City Hall, Waterford
Dracula's House-and-Court Music - Kurt Schwertsik
Violin Concerto No 5 - Mozart
Serenade Op 10 - Einem
Symphony No 59 - Haydn
The Austrian violinist Ernst Kovacic is one of those virtuosos who rewards audiences by advocating music that is well off the beaten track. And for his first appearance in Ireland on Wednesday as a conductor, with the Irish Chamber Orchestra in the City Hall, Waterford, he was completely true to form. The programme offered pairs of Austrian works, from the 18th century by Mozart (Kovacic himself the soloist in the Violin Concerto in A) and Haydn (Symphony No 59, nicknamed the Fire), and from the 20th by Gottfried von Einem (the 1949 Serenade for double string orchestra) and Kurt Schwertsik (his 1969 "Transylvanian Symphony for Strings", Dracula's House-and- Court Music).
Kovacic's approach to the great classical masters was robust and purposeful, the tone very full, the detailing always revealing the touch of an acute musical intelligence.
Schwertsik, a man who moved in the 1960s from a flirtation with the avant-garde to an engagement with a broad spectrum of more popular idioms, came up with the title and movement descriptions for his Dracula piece only after the music had been written. It's a playful, decorative work, music of disguises on a multitude of levels, from the very title down to conceits like the fanfare figures in cello harmonics of the opening movement.

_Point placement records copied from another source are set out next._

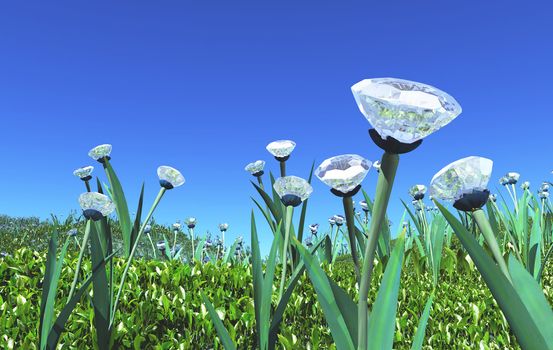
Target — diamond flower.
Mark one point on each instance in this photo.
(190, 222)
(84, 172)
(339, 219)
(512, 178)
(281, 148)
(256, 167)
(95, 205)
(461, 177)
(417, 192)
(169, 177)
(292, 190)
(343, 173)
(100, 152)
(405, 110)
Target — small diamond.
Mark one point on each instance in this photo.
(405, 110)
(100, 151)
(343, 173)
(417, 191)
(83, 172)
(293, 185)
(97, 202)
(255, 167)
(170, 176)
(281, 148)
(461, 177)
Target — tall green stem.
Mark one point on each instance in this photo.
(484, 225)
(288, 223)
(350, 217)
(386, 177)
(80, 259)
(282, 168)
(133, 251)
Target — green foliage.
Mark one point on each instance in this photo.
(164, 309)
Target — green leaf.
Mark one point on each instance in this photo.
(221, 330)
(522, 325)
(383, 316)
(421, 329)
(118, 197)
(325, 295)
(533, 298)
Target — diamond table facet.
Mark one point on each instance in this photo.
(343, 173)
(405, 110)
(461, 177)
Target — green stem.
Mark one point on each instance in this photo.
(386, 177)
(289, 210)
(348, 210)
(80, 259)
(484, 225)
(133, 251)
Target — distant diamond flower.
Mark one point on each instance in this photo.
(463, 178)
(95, 205)
(376, 165)
(256, 168)
(100, 152)
(343, 173)
(281, 149)
(84, 172)
(161, 245)
(314, 228)
(190, 222)
(339, 219)
(292, 190)
(169, 177)
(405, 110)
(417, 192)
(512, 178)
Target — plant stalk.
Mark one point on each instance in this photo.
(386, 177)
(484, 225)
(288, 223)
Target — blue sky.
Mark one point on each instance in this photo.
(205, 86)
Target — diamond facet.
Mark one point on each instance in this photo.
(343, 173)
(405, 110)
(463, 176)
(293, 185)
(84, 171)
(170, 175)
(97, 202)
(255, 167)
(281, 148)
(100, 151)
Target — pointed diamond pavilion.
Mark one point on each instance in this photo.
(405, 110)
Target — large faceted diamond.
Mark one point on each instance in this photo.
(293, 185)
(96, 201)
(343, 173)
(281, 148)
(461, 177)
(405, 110)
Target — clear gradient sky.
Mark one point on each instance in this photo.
(204, 86)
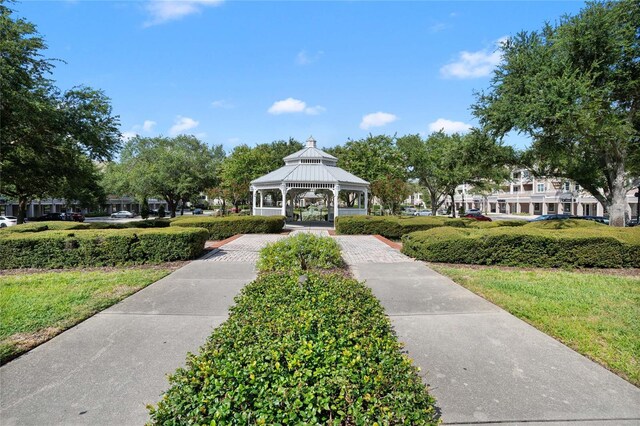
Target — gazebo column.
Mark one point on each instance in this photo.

Gottfried von Einem was a major presence in Austria's musical life until his death at the age of 78, in 1996. He's another figure who abjured the radical exploration of dissonance in the 20th-century in favour of a more pared-down tonal palette. The Serenade seems typical of his work in that it is rhythmically sharp but harmonically static, with a fondness for ostinato figures and passages built up over long pedal points.
Kovacic handled both pieces with evident affection, offering a welcome insight into the achievement of two composers whose work is extremely rare in Irish concert schedules.